Women are underrepresented in the STEM (scientific, technical, engineering, and mathematics) fields, and current policy is based on the notion that this results solely from invidious discrimination, with Teh Patriarchy suppressing Teh Wymyns out of — well, actual motives aren’t often cited, but they are assumed to be Eeeevile.

Professor Jacobson cites a Cornell University study that suggests that this might not be entirely the case. From the abstract:

“Explanations for women’s underrepresentation in math-intensive fields of science often focus on sex discrimination in grant and manuscript reviewing, interviewing, and hiring. Claims that women scientists suffer discrimination in these arenas rest on a set of studies undergirding policies and programs aimed at remediation. More recent and robust empiricism, however, fails to support assertions of discrimination in these domains.”

The good Professor and his commenters cite the experience of Larry Summers, but the focus of the Cornell study and Prof. Summers’s case are quite different. The study continues the assumption that men and women are not different in aptitude for the STEM fields, and concentrates on external factors (“…differences in resources attributable to career and family-related choices that set women back”) as the cause of the difference. Professor Summers was castigated for suggesting that there may, in fact, be innate differences between males and females that result in both the differences in performance (or representation) and the precursors cited by the Cornell researchers.

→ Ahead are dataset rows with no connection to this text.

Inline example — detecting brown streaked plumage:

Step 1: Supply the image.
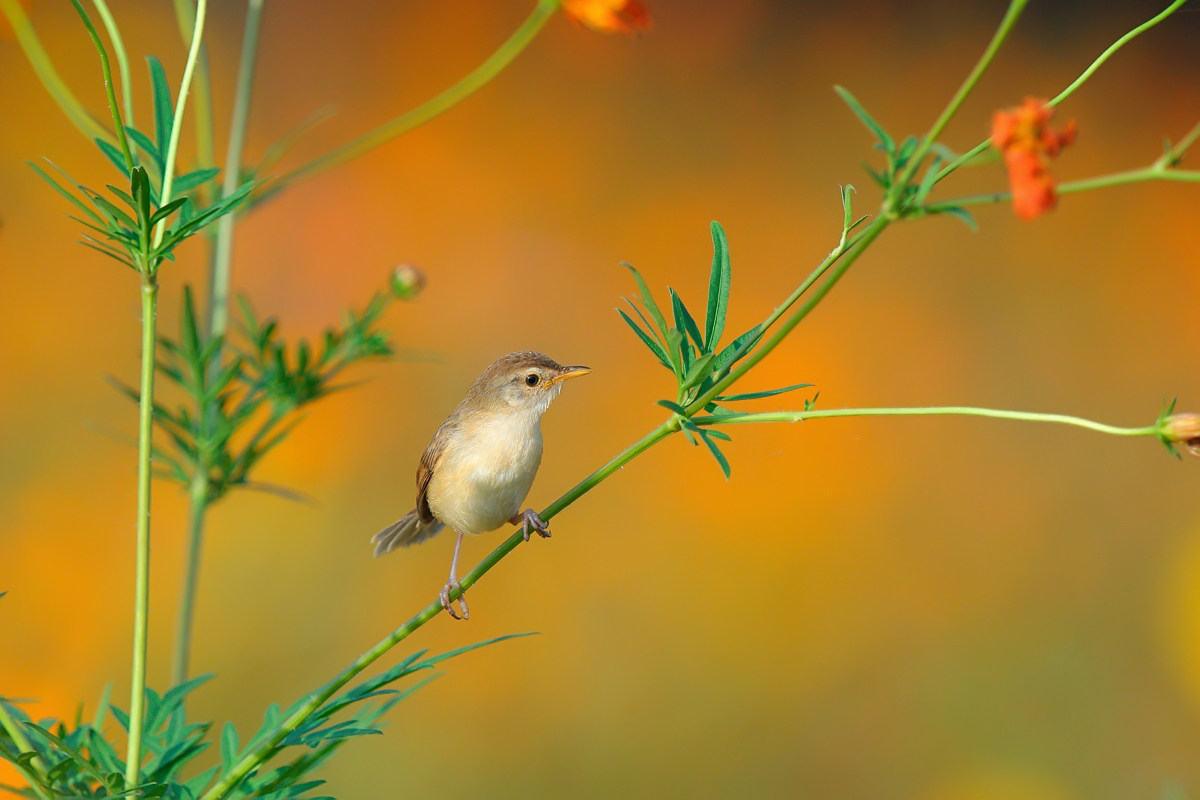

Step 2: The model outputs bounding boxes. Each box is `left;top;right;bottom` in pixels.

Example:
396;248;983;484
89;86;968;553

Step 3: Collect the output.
371;350;592;619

The question of what constitutes “feminine” and “masculine” traits is more open than it sometimes seems from current attitudes. Sociologists cling to the “blank slate” — the absurd notion that human beings have absolutely no innate traits, with fallback to “none that differ between male and female” — for reasons that are more political than scientific. That view is being challenged by current research, which suggests that there may, in fact, be sex-linked innate differences. Such differences might also be the cause of the lifestyle choices made in early childhood which result in large discrepancies between male and female performance in various fields as adults. If a child selects, out of personal preference, pursuits that are stereotypically “artistic”, he or she will fail to concentrate on the early stages of, e.g., mathematics, and as an adult will not have the necessary precursor learning for success as a mathematician. There is much to learn in either subject, and learning enough of either to achieve success tends to preclude investigation in the other; thus are small differences in early preference amplified by the passage of time.

If differences exist, clearly they will sometimes result in inequities which should be addressed, but policies that would be effective in that respect would look quite different from policies based on interchangeability hidden by (posited) deliberate suppression.

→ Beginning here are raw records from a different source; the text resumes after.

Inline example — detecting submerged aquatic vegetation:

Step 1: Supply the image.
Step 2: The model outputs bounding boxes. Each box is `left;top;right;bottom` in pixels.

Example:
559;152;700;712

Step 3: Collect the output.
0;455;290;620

As I have suggested before, my personal prejudice is that the differences relate back to the set of characteristics called, in the extreme, “autism” — the STEM pursuits reward concentration and the ability to ignore disturbing influences in order to tease out details, which is a characteristic of the syndrome. Males appear to be more susceptible to, or to have from birth, autistic traits than females; it follows that the small minority of females who do, in fact, exhibit those traits suffer discrimination based on the stereotype that they do not exist. Proper redress for that discrimination would employ affirmative action as originally conceived.

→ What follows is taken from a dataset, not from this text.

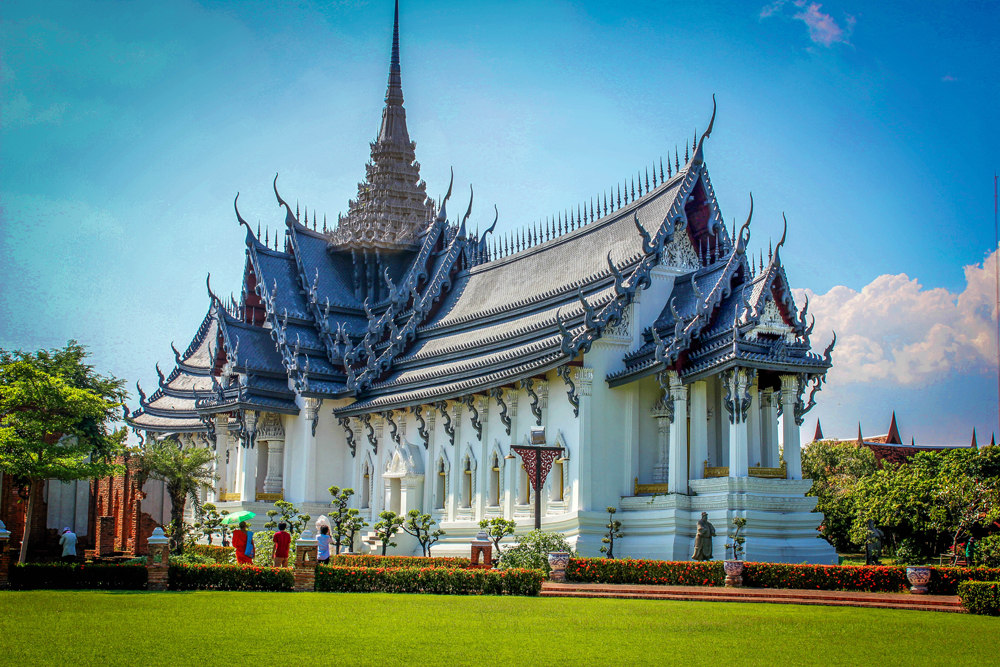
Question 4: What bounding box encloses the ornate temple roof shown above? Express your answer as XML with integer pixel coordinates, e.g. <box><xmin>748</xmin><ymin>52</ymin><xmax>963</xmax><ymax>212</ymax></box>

“Affirmative action” is often misunderstood, and has gained opprobrium in some circles because what is actually practiced is not affirmative action but a quota system resting on the assumption that no differences exist. If all women have the same ability in, say, mathematics as all men do, any difference in their presence in math-related fields can only be laid to inappropriate discrimination, and any proper redress must result in equal presence of men and women in the field. True affirmative action rests on the contrary assumption. If the proportion of women who possess the traits necessary for success in mathematics is much smaller than the proportion of men who have those traits, a stereotype arises: the assumption is made that no women possess those traits, and therefore women can be excluded a priori. True affirmative action would constitute a proactive policy of exposing women and girls to the conditions necessary for success in mathematics, holding them to the same standards for success as men are required to meet, and rewarding the minority who pass the test with the same benefits as the men who succeed receive.

If innate differences do in fact exist, such a policy would result in a continued imbalance, with far more males in mathematics than females, and this is intolerable to the “blank slate” crowd, who continue to insist that differences in outcome are and can only be the result of invidious discrimination. The result is much more heat than light on the subject. If we are to be truly scientific, we cannot make assumptions based solely upon what we might consider to be the desirable outcome, and this is as true of the people holding the stereotypes as it is of those attempting to combat them.